5. Why is anything to the zero power = 1 ?

To understand why anything to the zero power equals 1, we can approach it through exponentiation and the rules of exponents.

When we raise a number to a certain power, we are essentially multiplying that number by itself the specified number of times. For example, 2 to the power of 3 is written as 2^3 and is equal to 2 * 2 * 2 = 8.

Now, let's consider the pattern as we raise 2 to different powers:

2^3 = 2 * 2 * 2 = 8
2^2 = 2 * 2 = 4
2^1 = 2

Notice that as we decrease the power, the result is halved. Continuing this pattern:

2^0 = ?

Let's think about what this means.
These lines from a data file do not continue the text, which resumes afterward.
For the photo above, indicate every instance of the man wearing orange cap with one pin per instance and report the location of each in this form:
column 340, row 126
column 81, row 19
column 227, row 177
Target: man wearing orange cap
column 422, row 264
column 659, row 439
When we raise a number to the power of 0, we are essentially asking: how many times do I need to multiply the number by itself to get 1? In this case, we want to find how many times we need to multiply 2 by itself to get 1. There is no way multiplying any number by itself would result in 1 except when the number itself is 1. Thus, 2^0 should be equal to 1.

This logic can be extended to any number raised to the power of 0. Any non-zero number raised to the power of 0 will result in 1 because there is no way to multiply any number (except 1) by itself to equal 1. Therefore, anything to the power of 0 is defined as 1 based on this convention and mathematical consistency.